Petra laughed delightedly. "Why, you're quite a charmer, aren't you?" she asked her dining companion, the esteemable Mr. Wentworth.
"You flatter me, dear Petra," he told her. He took another swallow of wine, emptying his wineglass once more, and then told her, "If anything, it is you who are the charmer!"
They laughed together happily.
Mr. Wentworth whispered to Petra coyly. "Perhaps, my dear, you would find it convenient to spend the night at my domicile?"
"Perhaps!" Petra giggled.
Then a waiter approached the table. He pointed a stern finger at Mr. Wentworth. "That man," he declaimed, "is a liar!"
"What?" both Petra and Mr. Wentworth asked at once.

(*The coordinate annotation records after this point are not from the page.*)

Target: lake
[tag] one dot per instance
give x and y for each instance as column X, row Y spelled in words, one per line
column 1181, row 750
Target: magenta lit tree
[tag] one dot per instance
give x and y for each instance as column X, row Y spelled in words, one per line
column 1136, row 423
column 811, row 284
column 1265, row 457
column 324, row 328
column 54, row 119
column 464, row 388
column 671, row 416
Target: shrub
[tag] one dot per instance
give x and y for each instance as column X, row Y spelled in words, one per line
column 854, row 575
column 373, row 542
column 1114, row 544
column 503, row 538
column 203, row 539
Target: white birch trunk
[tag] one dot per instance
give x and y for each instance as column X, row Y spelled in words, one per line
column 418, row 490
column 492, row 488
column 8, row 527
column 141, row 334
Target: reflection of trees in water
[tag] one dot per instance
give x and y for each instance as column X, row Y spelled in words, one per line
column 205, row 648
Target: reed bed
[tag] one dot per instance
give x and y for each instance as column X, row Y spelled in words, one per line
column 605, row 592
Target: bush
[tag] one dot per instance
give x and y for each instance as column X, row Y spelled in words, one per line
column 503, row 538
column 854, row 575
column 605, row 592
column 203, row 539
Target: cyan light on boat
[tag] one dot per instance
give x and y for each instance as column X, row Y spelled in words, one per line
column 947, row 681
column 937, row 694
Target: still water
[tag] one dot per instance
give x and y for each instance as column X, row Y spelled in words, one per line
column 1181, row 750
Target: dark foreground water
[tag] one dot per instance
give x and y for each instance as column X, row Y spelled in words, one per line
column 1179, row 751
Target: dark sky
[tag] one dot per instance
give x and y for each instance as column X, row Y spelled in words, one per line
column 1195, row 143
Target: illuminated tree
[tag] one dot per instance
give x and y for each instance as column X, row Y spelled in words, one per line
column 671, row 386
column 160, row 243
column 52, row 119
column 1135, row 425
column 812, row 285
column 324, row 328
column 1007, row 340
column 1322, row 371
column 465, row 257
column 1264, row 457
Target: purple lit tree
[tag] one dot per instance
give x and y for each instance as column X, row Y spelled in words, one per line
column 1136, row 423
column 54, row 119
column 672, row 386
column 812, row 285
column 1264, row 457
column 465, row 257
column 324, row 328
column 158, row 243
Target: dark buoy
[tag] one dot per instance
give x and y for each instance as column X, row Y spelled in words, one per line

The waiter frowned. He slammed a card onto the table. "Your credit card did not clear, sir," he informed Mr. Wentworth. "You have attempted to defraud us!"
"I don't know if I can love a liar!" Petra declared, shocked. She moved away from Mr. Wentworth.
"It is all right," the waiter comforted her. He squeezed her on the shoulder. "It will all be fine."
Mr. Wentworth stammered, wringing his hands. "What... how..." Then he took a closer look at the card. "Why, this isn't my card at all!" he declared. "I don't know how that got there!" He pulled out another card from his wallet. "This is my card!"
The waiter, reluctantly, took both cards and retreated to the counter. With a frown on his face, he returned with a receipt.
"Now can you love me, my dear?" Mr. Wentworth asked Petra.
They rose and left, walking toward Mr. Wentworth's automotive. "I do believe I can!" Petra exclaimed. Together, they traveled to Mr. Wentworth's apartment.
This next section is censored for non-mormonosity (seriously - it is really, really, really NSFM*). The truly curious may find it with ease.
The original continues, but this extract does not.